A unified view of generative models for networks: models, methods, opportunities, and challenges
This work provides a cross-disciplinary synthesis for researchers in physics, sociology, biology, statistics, and machine learning, though it is incremental as it organizes existing knowledge rather than introducing new methods.
The paper addresses the lack of a unified view across diverse fields on generative models for networks, which share a common structure of edges conditional on latent vertex attributes, by proposing a framework to highlight similarities and differences and outlining future opportunities and challenges.

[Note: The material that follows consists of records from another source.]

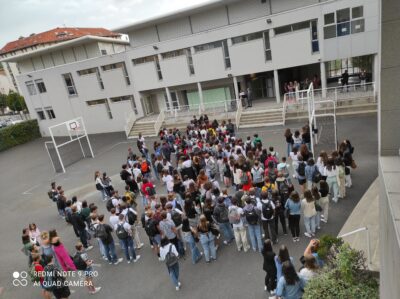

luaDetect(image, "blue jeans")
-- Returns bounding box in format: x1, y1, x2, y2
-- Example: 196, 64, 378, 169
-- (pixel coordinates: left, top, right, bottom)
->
183, 233, 201, 264
101, 241, 118, 263
168, 263, 179, 287
200, 232, 217, 262
303, 215, 315, 234
248, 224, 263, 252
218, 222, 235, 242
120, 236, 136, 261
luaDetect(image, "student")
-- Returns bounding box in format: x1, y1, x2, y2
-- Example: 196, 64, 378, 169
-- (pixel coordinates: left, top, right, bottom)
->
114, 213, 140, 264
74, 243, 101, 295
182, 218, 203, 265
262, 239, 276, 295
95, 215, 123, 265
160, 238, 181, 291
270, 261, 305, 299
285, 191, 301, 242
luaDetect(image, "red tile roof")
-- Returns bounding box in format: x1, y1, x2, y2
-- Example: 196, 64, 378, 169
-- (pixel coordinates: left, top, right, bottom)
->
0, 27, 120, 54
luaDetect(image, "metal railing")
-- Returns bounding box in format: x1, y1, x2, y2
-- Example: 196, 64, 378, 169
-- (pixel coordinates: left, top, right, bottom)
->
235, 99, 243, 129
154, 109, 165, 135
125, 112, 136, 137
338, 226, 372, 270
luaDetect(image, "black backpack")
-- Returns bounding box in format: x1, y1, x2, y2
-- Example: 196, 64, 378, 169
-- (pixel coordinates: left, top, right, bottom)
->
261, 200, 274, 220
115, 223, 129, 240
312, 166, 321, 183
297, 162, 306, 176
144, 219, 158, 238
106, 198, 114, 212
171, 211, 182, 226
126, 209, 137, 225
73, 252, 87, 270
244, 207, 258, 225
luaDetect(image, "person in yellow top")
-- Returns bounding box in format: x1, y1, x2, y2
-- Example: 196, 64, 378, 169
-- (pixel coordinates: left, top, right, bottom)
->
261, 177, 276, 193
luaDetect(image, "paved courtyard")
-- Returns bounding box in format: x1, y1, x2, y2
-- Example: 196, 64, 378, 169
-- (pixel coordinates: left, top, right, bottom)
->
0, 115, 378, 299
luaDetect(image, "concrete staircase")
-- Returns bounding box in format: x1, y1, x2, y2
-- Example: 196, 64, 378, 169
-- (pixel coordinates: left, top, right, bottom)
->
339, 178, 380, 271
239, 108, 283, 128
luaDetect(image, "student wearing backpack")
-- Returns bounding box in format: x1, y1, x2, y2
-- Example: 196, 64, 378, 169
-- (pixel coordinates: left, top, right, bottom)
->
95, 215, 123, 265
114, 214, 140, 264
285, 191, 301, 242
296, 155, 307, 194
43, 255, 71, 299
228, 198, 250, 252
243, 195, 263, 253
74, 243, 101, 295
197, 215, 217, 263
257, 192, 278, 244
160, 237, 181, 291
213, 197, 235, 245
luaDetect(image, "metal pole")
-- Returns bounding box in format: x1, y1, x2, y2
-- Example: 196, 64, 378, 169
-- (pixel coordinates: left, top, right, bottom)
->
49, 128, 65, 173
365, 227, 372, 268
79, 117, 94, 158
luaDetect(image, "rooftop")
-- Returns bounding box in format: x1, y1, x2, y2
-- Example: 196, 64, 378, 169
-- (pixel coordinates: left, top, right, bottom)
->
0, 27, 120, 54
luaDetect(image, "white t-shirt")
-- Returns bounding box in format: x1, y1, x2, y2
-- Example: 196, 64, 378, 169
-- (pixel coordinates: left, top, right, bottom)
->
160, 243, 179, 261
228, 206, 244, 228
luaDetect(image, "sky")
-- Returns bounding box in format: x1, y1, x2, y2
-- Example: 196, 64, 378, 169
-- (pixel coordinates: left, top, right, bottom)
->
0, 0, 209, 48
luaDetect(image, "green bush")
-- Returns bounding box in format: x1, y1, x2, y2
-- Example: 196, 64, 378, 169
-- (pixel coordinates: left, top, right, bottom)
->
0, 119, 41, 152
303, 244, 379, 299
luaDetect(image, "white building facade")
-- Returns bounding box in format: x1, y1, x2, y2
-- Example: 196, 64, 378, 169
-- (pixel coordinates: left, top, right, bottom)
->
3, 0, 380, 136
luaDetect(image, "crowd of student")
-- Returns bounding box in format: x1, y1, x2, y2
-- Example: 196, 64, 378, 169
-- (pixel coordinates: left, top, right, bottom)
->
23, 116, 355, 298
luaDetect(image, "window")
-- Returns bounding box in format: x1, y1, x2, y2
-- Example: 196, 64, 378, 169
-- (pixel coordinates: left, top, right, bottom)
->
263, 31, 272, 61
194, 41, 222, 52
132, 55, 157, 65
324, 12, 335, 25
101, 61, 131, 85
311, 20, 319, 53
336, 8, 350, 23
185, 49, 194, 75
45, 107, 56, 119
35, 79, 46, 93
324, 25, 336, 39
86, 99, 106, 106
351, 19, 365, 34
222, 39, 231, 69
161, 49, 185, 59
62, 73, 78, 96
351, 6, 364, 19
36, 108, 46, 120
232, 32, 263, 45
274, 21, 310, 35
25, 81, 36, 96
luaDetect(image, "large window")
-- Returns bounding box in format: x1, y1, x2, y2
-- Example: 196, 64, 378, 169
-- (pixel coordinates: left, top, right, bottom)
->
25, 81, 36, 96
232, 32, 263, 45
35, 79, 47, 93
263, 30, 272, 61
77, 67, 104, 89
101, 61, 131, 85
324, 6, 365, 39
62, 73, 78, 96
44, 107, 56, 119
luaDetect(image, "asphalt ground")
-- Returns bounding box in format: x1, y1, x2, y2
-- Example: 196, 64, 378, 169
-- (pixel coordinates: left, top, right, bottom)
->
0, 115, 378, 299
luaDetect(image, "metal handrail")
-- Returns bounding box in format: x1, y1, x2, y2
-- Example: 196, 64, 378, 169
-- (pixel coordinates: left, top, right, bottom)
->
235, 99, 243, 129
338, 226, 372, 269
154, 109, 165, 135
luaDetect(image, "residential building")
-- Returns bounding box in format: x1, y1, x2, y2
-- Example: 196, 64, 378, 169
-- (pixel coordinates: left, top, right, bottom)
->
2, 0, 380, 135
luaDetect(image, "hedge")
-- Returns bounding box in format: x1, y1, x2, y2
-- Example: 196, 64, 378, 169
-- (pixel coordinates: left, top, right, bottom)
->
0, 119, 41, 152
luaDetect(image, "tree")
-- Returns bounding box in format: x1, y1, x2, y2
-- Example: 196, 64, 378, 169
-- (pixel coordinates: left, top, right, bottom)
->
0, 93, 7, 114
7, 91, 26, 112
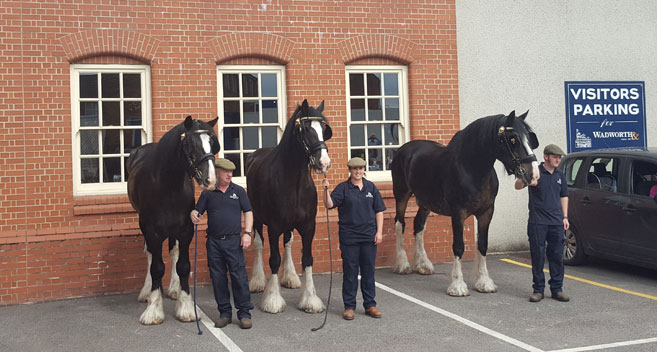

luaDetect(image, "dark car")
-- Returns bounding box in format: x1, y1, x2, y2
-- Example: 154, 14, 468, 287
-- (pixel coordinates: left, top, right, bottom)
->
559, 148, 657, 268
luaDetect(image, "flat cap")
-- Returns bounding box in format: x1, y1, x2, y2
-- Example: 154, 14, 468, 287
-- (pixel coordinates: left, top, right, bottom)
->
214, 158, 235, 171
347, 157, 367, 167
543, 144, 566, 155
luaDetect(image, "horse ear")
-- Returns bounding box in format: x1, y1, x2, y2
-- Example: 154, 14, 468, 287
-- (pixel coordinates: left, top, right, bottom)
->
504, 110, 516, 127
183, 115, 194, 130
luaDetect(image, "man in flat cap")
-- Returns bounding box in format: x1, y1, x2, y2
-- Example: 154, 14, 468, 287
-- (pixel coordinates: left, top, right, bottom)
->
190, 158, 253, 329
515, 144, 570, 302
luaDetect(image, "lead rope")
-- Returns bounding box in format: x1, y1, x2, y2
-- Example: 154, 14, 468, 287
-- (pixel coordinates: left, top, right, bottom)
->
310, 174, 333, 331
194, 224, 203, 335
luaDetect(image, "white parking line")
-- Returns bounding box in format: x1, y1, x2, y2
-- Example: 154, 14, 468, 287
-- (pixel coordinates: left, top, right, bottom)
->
196, 306, 242, 352
376, 282, 543, 352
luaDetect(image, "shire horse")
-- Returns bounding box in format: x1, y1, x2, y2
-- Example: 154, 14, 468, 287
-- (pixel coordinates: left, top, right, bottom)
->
391, 111, 539, 296
246, 100, 332, 313
126, 116, 220, 325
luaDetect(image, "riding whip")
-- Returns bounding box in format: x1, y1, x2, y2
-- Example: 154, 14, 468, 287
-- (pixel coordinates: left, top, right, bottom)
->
310, 174, 333, 331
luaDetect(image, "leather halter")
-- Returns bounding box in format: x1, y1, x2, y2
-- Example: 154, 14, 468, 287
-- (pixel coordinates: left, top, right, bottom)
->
180, 130, 214, 182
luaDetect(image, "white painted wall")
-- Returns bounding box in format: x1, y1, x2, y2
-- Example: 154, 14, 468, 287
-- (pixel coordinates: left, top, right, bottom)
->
456, 0, 657, 252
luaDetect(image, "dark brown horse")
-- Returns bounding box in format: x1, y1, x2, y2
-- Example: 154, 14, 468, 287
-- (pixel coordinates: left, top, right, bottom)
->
126, 116, 220, 325
391, 111, 539, 296
246, 100, 331, 313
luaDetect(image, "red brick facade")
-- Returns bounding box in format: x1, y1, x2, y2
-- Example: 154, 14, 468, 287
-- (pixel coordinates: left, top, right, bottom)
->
0, 0, 474, 305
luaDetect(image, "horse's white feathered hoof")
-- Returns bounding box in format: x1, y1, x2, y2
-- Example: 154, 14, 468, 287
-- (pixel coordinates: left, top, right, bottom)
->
475, 277, 497, 293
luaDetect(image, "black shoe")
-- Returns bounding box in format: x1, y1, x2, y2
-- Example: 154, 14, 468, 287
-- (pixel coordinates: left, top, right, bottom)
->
529, 292, 543, 302
240, 318, 253, 329
552, 291, 570, 302
214, 317, 233, 329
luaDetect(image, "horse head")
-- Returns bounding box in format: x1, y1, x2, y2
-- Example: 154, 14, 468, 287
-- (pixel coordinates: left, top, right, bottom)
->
292, 99, 333, 174
496, 111, 540, 185
180, 116, 221, 189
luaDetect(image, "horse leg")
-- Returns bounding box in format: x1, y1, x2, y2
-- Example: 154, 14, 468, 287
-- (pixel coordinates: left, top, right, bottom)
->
249, 220, 267, 292
281, 231, 301, 288
475, 206, 497, 293
298, 224, 326, 313
392, 190, 413, 274
260, 231, 285, 313
413, 206, 433, 275
139, 234, 164, 325
172, 234, 196, 323
447, 213, 470, 297
167, 237, 180, 300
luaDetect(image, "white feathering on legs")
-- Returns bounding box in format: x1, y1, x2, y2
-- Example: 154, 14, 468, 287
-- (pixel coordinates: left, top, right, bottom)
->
299, 266, 326, 313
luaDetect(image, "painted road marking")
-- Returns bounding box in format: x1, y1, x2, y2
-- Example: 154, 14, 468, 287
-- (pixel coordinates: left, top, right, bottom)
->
376, 282, 543, 352
196, 306, 242, 352
500, 259, 657, 301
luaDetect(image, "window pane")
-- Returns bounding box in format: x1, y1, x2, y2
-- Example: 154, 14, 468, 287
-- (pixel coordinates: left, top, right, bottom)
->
262, 100, 278, 123
80, 73, 98, 98
242, 127, 259, 149
123, 130, 141, 154
224, 127, 240, 150
367, 99, 383, 121
349, 73, 365, 95
367, 149, 383, 171
262, 127, 278, 148
367, 73, 381, 95
80, 158, 100, 183
80, 130, 98, 155
80, 101, 98, 126
224, 154, 242, 177
243, 100, 260, 123
383, 73, 399, 95
383, 123, 399, 145
349, 125, 365, 147
123, 101, 141, 126
224, 101, 240, 124
385, 98, 399, 121
103, 101, 121, 126
260, 73, 278, 97
123, 73, 141, 98
221, 73, 240, 97
367, 124, 381, 145
103, 158, 121, 182
101, 73, 119, 98
242, 73, 258, 97
102, 130, 121, 154
351, 99, 365, 121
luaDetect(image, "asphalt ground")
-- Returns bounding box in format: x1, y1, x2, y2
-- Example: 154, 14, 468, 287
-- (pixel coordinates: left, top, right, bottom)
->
0, 253, 657, 352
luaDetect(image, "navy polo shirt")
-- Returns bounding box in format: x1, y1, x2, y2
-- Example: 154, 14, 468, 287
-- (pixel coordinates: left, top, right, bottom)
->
195, 182, 251, 236
331, 178, 386, 244
527, 163, 568, 225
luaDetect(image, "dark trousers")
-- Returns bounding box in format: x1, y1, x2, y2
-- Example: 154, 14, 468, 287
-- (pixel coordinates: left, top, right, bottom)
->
340, 242, 376, 309
205, 234, 253, 319
527, 224, 564, 294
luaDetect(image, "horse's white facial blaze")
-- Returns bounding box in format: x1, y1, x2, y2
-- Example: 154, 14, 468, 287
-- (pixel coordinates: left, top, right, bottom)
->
199, 133, 217, 189
310, 121, 331, 173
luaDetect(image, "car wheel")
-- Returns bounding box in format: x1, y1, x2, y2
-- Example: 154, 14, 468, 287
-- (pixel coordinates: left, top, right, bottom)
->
563, 228, 586, 265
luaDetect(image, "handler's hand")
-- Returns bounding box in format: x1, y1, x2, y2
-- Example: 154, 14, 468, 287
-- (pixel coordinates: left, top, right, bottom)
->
242, 233, 251, 249
189, 209, 201, 224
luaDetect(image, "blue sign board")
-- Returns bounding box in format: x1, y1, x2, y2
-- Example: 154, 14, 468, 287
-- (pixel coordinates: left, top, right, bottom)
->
565, 82, 646, 153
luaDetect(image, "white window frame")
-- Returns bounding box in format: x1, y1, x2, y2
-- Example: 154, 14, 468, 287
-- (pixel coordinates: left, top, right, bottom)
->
70, 64, 153, 196
345, 65, 410, 182
217, 65, 288, 187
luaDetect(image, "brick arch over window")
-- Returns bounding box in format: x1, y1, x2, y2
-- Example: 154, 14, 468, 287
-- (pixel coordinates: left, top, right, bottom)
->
208, 33, 294, 65
337, 34, 416, 65
61, 29, 160, 64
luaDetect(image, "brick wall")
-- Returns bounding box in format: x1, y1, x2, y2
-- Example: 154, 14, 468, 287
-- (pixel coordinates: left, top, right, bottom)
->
0, 0, 466, 305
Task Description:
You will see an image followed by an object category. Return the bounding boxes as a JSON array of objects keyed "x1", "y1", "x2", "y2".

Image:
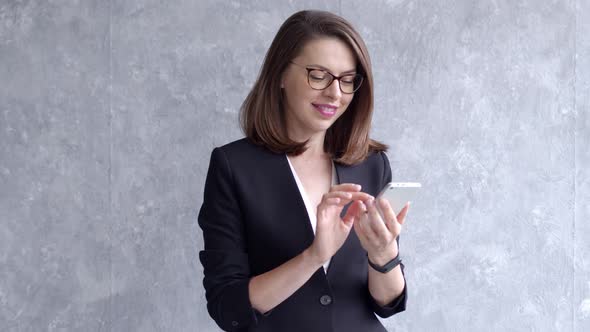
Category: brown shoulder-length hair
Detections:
[{"x1": 240, "y1": 10, "x2": 387, "y2": 165}]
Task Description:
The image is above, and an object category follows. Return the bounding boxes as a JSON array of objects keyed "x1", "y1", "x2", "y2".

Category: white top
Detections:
[{"x1": 287, "y1": 156, "x2": 338, "y2": 273}]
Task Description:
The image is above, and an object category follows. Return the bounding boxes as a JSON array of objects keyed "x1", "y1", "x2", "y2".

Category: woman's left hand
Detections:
[{"x1": 354, "y1": 198, "x2": 410, "y2": 265}]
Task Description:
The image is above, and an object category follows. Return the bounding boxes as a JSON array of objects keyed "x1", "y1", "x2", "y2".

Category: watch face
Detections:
[{"x1": 367, "y1": 254, "x2": 402, "y2": 273}]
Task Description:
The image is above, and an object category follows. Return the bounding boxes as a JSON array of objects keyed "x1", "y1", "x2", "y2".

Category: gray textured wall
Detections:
[{"x1": 0, "y1": 0, "x2": 590, "y2": 332}]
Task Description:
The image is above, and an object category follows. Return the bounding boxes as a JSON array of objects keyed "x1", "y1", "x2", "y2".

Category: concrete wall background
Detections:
[{"x1": 0, "y1": 0, "x2": 590, "y2": 332}]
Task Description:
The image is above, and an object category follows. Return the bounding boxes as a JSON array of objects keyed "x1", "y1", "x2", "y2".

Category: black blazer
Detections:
[{"x1": 199, "y1": 139, "x2": 407, "y2": 332}]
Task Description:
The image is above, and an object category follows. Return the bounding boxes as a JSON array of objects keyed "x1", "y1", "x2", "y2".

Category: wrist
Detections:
[
  {"x1": 301, "y1": 246, "x2": 324, "y2": 270},
  {"x1": 367, "y1": 243, "x2": 399, "y2": 265}
]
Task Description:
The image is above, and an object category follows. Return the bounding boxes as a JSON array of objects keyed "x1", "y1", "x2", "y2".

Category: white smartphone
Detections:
[{"x1": 377, "y1": 182, "x2": 422, "y2": 216}]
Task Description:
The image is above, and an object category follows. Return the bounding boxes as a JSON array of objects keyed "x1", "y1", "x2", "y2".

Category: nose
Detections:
[{"x1": 324, "y1": 79, "x2": 342, "y2": 99}]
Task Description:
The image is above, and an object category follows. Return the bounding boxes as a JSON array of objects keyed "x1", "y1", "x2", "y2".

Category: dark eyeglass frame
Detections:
[{"x1": 289, "y1": 61, "x2": 365, "y2": 95}]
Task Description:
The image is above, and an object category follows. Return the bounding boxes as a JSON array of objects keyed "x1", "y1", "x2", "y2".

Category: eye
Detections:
[
  {"x1": 309, "y1": 70, "x2": 328, "y2": 81},
  {"x1": 340, "y1": 75, "x2": 355, "y2": 85}
]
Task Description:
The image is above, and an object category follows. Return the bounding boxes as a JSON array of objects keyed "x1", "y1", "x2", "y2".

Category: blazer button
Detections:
[{"x1": 320, "y1": 295, "x2": 332, "y2": 305}]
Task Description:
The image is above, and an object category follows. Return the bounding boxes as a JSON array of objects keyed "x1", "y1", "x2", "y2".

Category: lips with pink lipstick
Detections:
[{"x1": 312, "y1": 103, "x2": 338, "y2": 118}]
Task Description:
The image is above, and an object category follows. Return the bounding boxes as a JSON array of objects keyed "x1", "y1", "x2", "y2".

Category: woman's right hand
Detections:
[{"x1": 308, "y1": 183, "x2": 371, "y2": 265}]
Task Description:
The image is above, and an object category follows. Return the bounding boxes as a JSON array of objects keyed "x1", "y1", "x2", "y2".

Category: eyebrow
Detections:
[{"x1": 308, "y1": 63, "x2": 356, "y2": 75}]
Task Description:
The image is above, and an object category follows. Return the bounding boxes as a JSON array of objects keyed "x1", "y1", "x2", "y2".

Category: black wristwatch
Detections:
[{"x1": 367, "y1": 252, "x2": 402, "y2": 273}]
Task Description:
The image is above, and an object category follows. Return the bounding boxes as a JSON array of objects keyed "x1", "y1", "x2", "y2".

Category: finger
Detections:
[
  {"x1": 397, "y1": 202, "x2": 411, "y2": 225},
  {"x1": 324, "y1": 197, "x2": 341, "y2": 205},
  {"x1": 322, "y1": 191, "x2": 352, "y2": 200},
  {"x1": 358, "y1": 202, "x2": 377, "y2": 239},
  {"x1": 330, "y1": 183, "x2": 361, "y2": 192},
  {"x1": 344, "y1": 201, "x2": 362, "y2": 218},
  {"x1": 342, "y1": 201, "x2": 361, "y2": 224},
  {"x1": 367, "y1": 199, "x2": 389, "y2": 237},
  {"x1": 351, "y1": 191, "x2": 373, "y2": 202},
  {"x1": 378, "y1": 198, "x2": 399, "y2": 234}
]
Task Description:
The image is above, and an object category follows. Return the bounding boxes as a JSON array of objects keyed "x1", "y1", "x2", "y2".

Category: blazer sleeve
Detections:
[
  {"x1": 367, "y1": 152, "x2": 408, "y2": 318},
  {"x1": 198, "y1": 148, "x2": 258, "y2": 331}
]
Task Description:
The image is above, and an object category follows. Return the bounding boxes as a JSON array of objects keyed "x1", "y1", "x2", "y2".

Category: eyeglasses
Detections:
[{"x1": 290, "y1": 61, "x2": 363, "y2": 94}]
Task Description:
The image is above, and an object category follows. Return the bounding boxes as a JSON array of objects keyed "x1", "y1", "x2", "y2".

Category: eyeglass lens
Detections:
[{"x1": 307, "y1": 69, "x2": 363, "y2": 93}]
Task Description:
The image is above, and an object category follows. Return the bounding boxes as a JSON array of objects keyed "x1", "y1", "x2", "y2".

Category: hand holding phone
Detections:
[{"x1": 377, "y1": 182, "x2": 422, "y2": 218}]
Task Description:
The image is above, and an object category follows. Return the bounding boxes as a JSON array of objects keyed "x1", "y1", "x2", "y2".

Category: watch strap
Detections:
[{"x1": 367, "y1": 253, "x2": 402, "y2": 273}]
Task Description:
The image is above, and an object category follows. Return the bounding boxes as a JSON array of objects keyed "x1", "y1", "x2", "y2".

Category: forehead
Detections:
[{"x1": 295, "y1": 37, "x2": 356, "y2": 74}]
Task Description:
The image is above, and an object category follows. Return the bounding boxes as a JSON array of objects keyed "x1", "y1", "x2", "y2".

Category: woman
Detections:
[{"x1": 199, "y1": 11, "x2": 409, "y2": 332}]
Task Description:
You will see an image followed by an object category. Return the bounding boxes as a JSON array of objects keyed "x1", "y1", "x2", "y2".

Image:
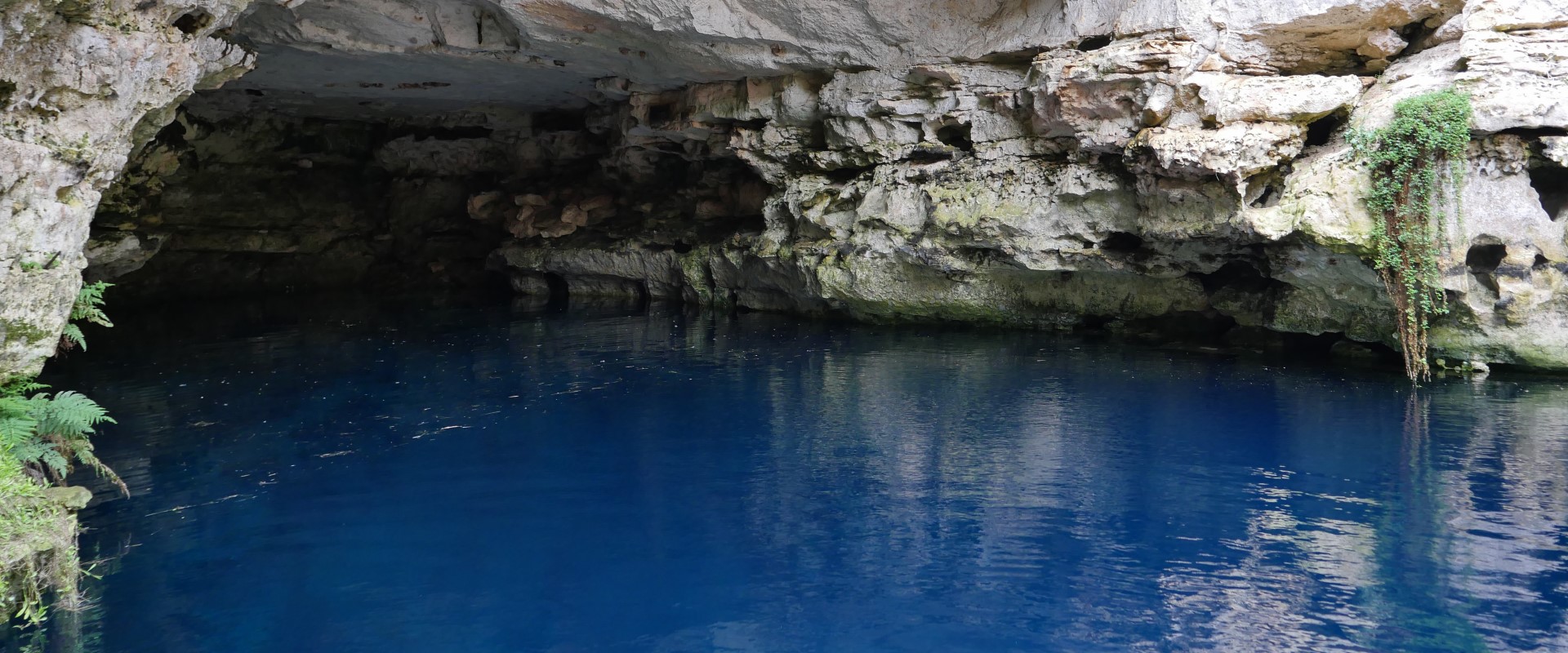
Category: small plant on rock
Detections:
[
  {"x1": 1350, "y1": 89, "x2": 1471, "y2": 380},
  {"x1": 60, "y1": 282, "x2": 114, "y2": 351},
  {"x1": 0, "y1": 379, "x2": 130, "y2": 495}
]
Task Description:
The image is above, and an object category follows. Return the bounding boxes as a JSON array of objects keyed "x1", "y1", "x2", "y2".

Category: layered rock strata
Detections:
[
  {"x1": 9, "y1": 0, "x2": 1568, "y2": 370},
  {"x1": 0, "y1": 0, "x2": 252, "y2": 377}
]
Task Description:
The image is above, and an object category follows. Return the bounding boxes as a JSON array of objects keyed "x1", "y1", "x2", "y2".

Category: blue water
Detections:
[{"x1": 18, "y1": 300, "x2": 1568, "y2": 653}]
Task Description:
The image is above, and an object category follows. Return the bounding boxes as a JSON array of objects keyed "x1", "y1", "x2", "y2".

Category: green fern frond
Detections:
[
  {"x1": 70, "y1": 282, "x2": 114, "y2": 327},
  {"x1": 60, "y1": 324, "x2": 88, "y2": 351},
  {"x1": 33, "y1": 390, "x2": 114, "y2": 438}
]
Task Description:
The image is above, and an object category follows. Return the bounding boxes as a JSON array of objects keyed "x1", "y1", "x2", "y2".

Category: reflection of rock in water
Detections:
[{"x1": 37, "y1": 302, "x2": 1568, "y2": 651}]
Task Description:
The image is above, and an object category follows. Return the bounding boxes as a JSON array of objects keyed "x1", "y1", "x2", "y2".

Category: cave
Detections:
[
  {"x1": 21, "y1": 0, "x2": 1568, "y2": 653},
  {"x1": 1530, "y1": 166, "x2": 1568, "y2": 222},
  {"x1": 85, "y1": 48, "x2": 770, "y2": 302}
]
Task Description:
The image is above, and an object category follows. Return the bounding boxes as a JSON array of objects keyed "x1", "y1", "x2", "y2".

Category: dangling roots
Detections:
[{"x1": 1350, "y1": 89, "x2": 1471, "y2": 382}]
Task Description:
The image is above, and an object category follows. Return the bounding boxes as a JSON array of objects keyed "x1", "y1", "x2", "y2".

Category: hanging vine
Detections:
[{"x1": 1350, "y1": 89, "x2": 1471, "y2": 380}]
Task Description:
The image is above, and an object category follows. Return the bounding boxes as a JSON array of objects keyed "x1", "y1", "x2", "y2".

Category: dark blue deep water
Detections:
[{"x1": 18, "y1": 299, "x2": 1568, "y2": 653}]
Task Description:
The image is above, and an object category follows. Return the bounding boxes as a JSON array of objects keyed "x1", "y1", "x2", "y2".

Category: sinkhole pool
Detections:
[{"x1": 12, "y1": 299, "x2": 1568, "y2": 653}]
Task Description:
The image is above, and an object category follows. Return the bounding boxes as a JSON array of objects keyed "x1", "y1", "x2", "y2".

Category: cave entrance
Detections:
[{"x1": 87, "y1": 87, "x2": 770, "y2": 300}]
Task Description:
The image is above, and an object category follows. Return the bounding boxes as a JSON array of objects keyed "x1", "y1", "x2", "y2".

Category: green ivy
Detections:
[{"x1": 1350, "y1": 89, "x2": 1471, "y2": 380}]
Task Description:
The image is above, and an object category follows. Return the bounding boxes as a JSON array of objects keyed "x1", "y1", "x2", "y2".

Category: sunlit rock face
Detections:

Research on probabilistic models of networks now spans a wide variety of fields, including physics, sociology, biology, statistics, and machine learning. These efforts have produced a diverse ecology of models and methods. Despite this diversity, many of these models share a common underlying structure: pairwise interactions (edges) are generated with probability conditional on latent vertex attributes. Differences between models generally stem from different philosophical choices about how to learn from data or different empirically-motivated goals. The highly interdisciplinary nature of work on these generative models, however, has inhibited the development of a unified view of their similarities and differences. For instance, novel theoretical models and optimization techniques developed in machine learning are largely unknown within the social and biological sciences, which have instead emphasized model interpretability. Here, we describe a unified view of generative models for networks that draws together many of these disparate threads and highlights the fundamental similarities and differences that span these fields. We then describe a number of opportunities and challenges for future work that are revealed by this view.